寬刀直扎,雙尾蛇躍而往前,擋住刀刃,順勢雙刀刺向持刀雙手,硬生釘在刀柄之上。“鏢客!快動手!”因是被雙刀定住,本想棄了斬刀,不料雙尾蛇拚力後坐,拽著斬刀不放,莊鍾雄看準時機,岑然出刀,一招蒼鷹望月刺穿吳貴人喉嚨,躍而往前,順著力道逼著屁股下巴連連後退,直刺橫出,切了喉管。
“爹!”
“相公!”看著慘狀,女掌櫃與阿來紛紛跑上前來,莊鍾雄顧不得這些,腰間抽了匕首,直刺膻中、氣海。
“唔,咳咳,莊鍾雄……”吳貴人口裡嗚咽著鮮血,“你曉不曉得,你這是闖下了大禍!刺殺朝廷命官, 可是大逆不道!官府會派出最頂尖的馬快追捕你,你的懸賞令將會傳遍天下,昔日你的同行、夥伴都會開始追殺你,從今往後,你將一刻都無法喘息,天下之大,你根本無處藏身!”
看著眼前高大男人喘著粗氣,莊鍾雄只是冷笑道:“說完了麽?”
“莊鍾雄,你到死都會後悔,當初為什麽沒有走我給你的路!”話音未落,刀起又回,頭顱在半空翻轉了幾圈,咣當落地。
“路從來都不是別人給的,是自己闖出來的。”莊鍾雄看著倒地屍首,甚是龐大,又找尋身後,掌櫃一家已哭作一團。

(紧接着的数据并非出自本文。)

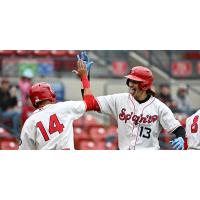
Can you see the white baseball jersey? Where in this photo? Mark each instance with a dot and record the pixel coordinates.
(51, 127)
(139, 125)
(193, 131)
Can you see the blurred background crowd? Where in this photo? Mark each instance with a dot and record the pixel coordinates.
(176, 82)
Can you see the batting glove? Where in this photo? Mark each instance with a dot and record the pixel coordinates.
(84, 56)
(178, 143)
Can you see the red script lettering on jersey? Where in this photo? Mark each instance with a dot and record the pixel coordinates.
(137, 119)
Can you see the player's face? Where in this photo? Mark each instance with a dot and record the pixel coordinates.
(135, 91)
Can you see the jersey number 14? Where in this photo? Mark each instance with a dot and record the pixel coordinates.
(54, 126)
(194, 125)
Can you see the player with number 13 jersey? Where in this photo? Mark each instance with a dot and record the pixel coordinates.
(193, 131)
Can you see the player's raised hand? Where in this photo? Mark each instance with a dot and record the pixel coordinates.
(81, 68)
(178, 143)
(84, 56)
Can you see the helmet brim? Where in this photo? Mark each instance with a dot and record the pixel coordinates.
(134, 78)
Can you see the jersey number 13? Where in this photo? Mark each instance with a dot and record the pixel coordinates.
(54, 126)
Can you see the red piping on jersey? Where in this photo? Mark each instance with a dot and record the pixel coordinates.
(99, 104)
(139, 125)
(134, 110)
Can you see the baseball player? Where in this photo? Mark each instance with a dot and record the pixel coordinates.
(193, 131)
(50, 126)
(140, 115)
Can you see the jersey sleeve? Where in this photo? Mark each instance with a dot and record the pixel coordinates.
(107, 104)
(27, 137)
(76, 108)
(167, 119)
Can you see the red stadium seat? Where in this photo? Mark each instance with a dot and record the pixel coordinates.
(24, 52)
(4, 132)
(9, 144)
(7, 52)
(72, 53)
(59, 53)
(101, 145)
(42, 53)
(88, 145)
(97, 133)
(111, 146)
(80, 134)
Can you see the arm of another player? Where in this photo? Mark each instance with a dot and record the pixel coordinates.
(87, 95)
(172, 125)
(27, 142)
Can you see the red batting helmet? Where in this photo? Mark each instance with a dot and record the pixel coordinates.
(142, 75)
(41, 91)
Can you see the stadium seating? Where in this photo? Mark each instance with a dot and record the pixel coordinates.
(42, 52)
(7, 52)
(24, 52)
(59, 53)
(88, 145)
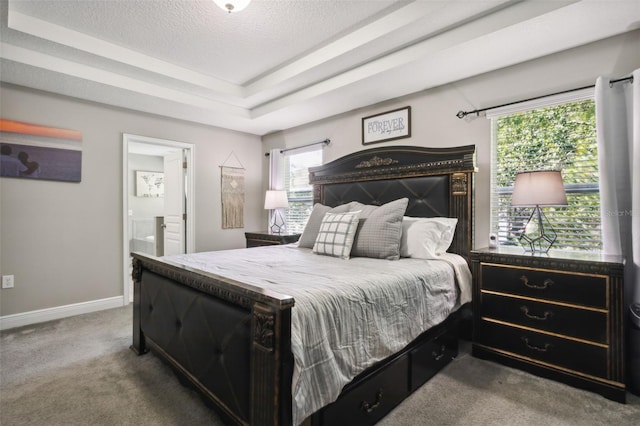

“那時候的小女孩,也是這樣的眼神,看著自己的父親停止呼吸,肯定不好受吧……”男掌櫃也是嗚咽喘息,口裡鮮血湧出,卻還在緩緩說著:“我之前殺了很多人,卻從來沒想過他們也跟我一樣,心疼自己的親人,牽掛自己的妻兒……幸好,當年我沒有殺那個小女孩……”
看著倆人圍著屍首慟哭不停,莊鍾雄走到阿來身邊,拿了鬥笠,回身看到小唯踉踉蹌蹌牽著青驄馬過來,兀自發了笑,收拾好刀袋,穿好大氅,從懷裡掏了包金子,撇在地上,“這是房費。”
“大俠,能不能留我爹爹全屍?”
“罷了,拿了死人的東西,會遭報應的!”小唯被一雙大手抱到馬上,嬉皮笑臉。
“我要找的人恐怕不在這鎮上,也許他早就死了。”說著,騎馬而上,策馬西行。